The Lord of the Rings is a deeply symbolic and metaphorical work throughout; space here allows for only a brief overview of a few major motifs. Readers will note and develop the significance of others.
The very title of this second volume of Tolkien's novel (see prefatory matter in the Summary and Analysis) invites us to think metaphorically about the book. Although Tolkien opposed, on artistic grounds, the division of his story into three volumes, he nevertheless chose the title The Two Towers for the published form of Books III and IV. He did, however, acknowledge its ambiguity: "[I]t might refer to Isengard and Barad-dr, or to Minas Tirith and Barad-dr; or Isengard and Cirith Ungol" (Letters, p. 170). He eventually seems to have decided for himself that the title refers to Orthanc (Saruman's tower within Isengard) and Cirith Ungol, in which case the two towers of the title are metaphors for the power of evil. Several passages in the text itself bear out this interpretation: clearly, the description of Isengard and Orthanc in mechanistic, dehumanized terms in Book III, Chapter 8, for instance, leaves no doubt that this once beautiful place has become a stronghold of evil. Towers can, however, also be toppled; and that same passage suggests the inherent "nothingness" of evil-it is powerful, to be sure, but it is not substantive.
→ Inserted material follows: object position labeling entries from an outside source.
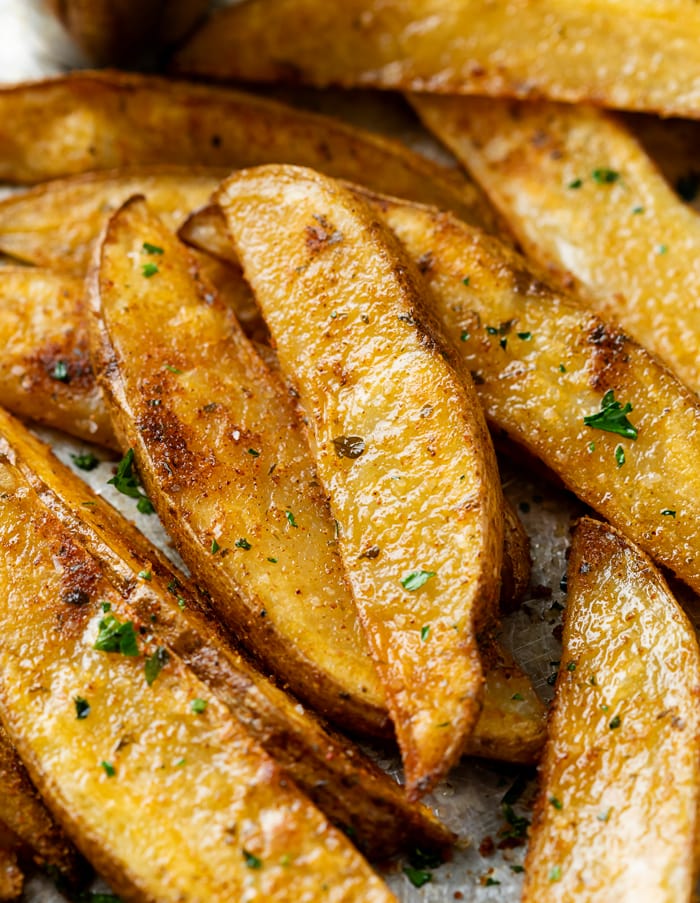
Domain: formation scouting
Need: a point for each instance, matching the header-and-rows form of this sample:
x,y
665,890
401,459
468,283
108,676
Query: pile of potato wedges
x,y
308,350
Saruman fancies himself a powerful man because of the way in which he has transformed Isengard and its tower, but he is doomed to be a puppet of Sauron.
Similarly, Sauron has transformed his towers of Minas Morgul and Cirith Ungol into dark places-but the light from the Phial of Galadriel shines brightly when Sam and Frodo shine it at the close of Book IV: "[N]ow a star had descended into the very earth" (Book IV, Chapter 9). (The motif of a star descending to earth, by the way, comes from old Norse mythology and was most likely Tolkien's initial inspiration, as a young man, for creating his entire Middle-earth mythology; see Humphrey Carpenter's biography of Tolkien for details.) Readers would do well to note other metaphorical uses of darkness and light in the text-for instance, Gandalf's arrival with reinforcements at Helm's Deep as a new day dawns in Book III, Chapter 7; or the fact that Gollum cannot abide to travel in the daytime throughout Book IV-which fact resonates with Tolkien's Christian understanding of "darkness" as a metaphor for evil-see, e.g., John 3:20-21 and 13:30. But readers need not be religious, of course, to appreciate how Tolkien appreciates this near-universal symbolism of light and darkness for his story.
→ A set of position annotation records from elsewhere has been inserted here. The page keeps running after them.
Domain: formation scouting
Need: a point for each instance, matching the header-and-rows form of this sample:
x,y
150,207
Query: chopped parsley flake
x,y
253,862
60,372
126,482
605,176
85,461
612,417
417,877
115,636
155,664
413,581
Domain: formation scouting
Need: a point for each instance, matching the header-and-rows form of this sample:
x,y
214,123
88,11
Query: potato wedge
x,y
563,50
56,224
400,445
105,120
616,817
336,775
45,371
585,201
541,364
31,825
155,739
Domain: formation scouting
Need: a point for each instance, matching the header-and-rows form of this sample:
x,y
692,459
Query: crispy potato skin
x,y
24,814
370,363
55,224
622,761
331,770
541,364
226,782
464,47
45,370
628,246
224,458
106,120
The Eye of Sauron became a very literal presence in director Peter Jackson's film adaptation of The Lord of the Rings, but careful readers of The Two Towers will note that it is a metaphor of Sauron's heavy and oppressive, wide-ranging gaze in Tolkien's actual text. They will also note the recurrence of eyes as a metaphorical motif in the book; for example, the references to Shelob by her eyes alone in Book IV, Chapter 9. The palantr into which Pippin looks in Book III, Chapter 11 further reinforces the image of, in a sense, "the evil eye." The eye is a powerful and haunting motif for evil in Tolkien's narrative; the fact, however, that its gaze is limited (as Gollum knows, since he is able to discover a secret way into Mordor) and that Sauron very often misdirects its gaze (for example, paying more attention to the coming battle at Minas Tirith than on the passage of Cirith Ungol) gives hope that evil can be overcome.
The Ents are actual characters in Book III, of course, but they also serve a metaphorical purpose. As stated in the Summary and Analysis, the Ents represent Tolkien's deep love and concern for the natural world. As Tolkien wrote in one of his letters, "I am (obviously) much in love with plants and above all trees, and always have been; and I find human maltreatment of them as hard to bear as some find ill-treatment of animals" (Letters, p. 220). Tolkien was apparently inspired by a line in Shakespeare's Macbeth to create the literal image of a forest marching to war on a castle; but the image is symbolic in that it represents the natural world rebelling against the unnatural, mechanized, industrial order which humanity has attempted to impose upon it. The conflict between these two orders-the natural and unnatural, the organic and synthetic-is never far from the surface of the symbolism in The Lord of the Rings.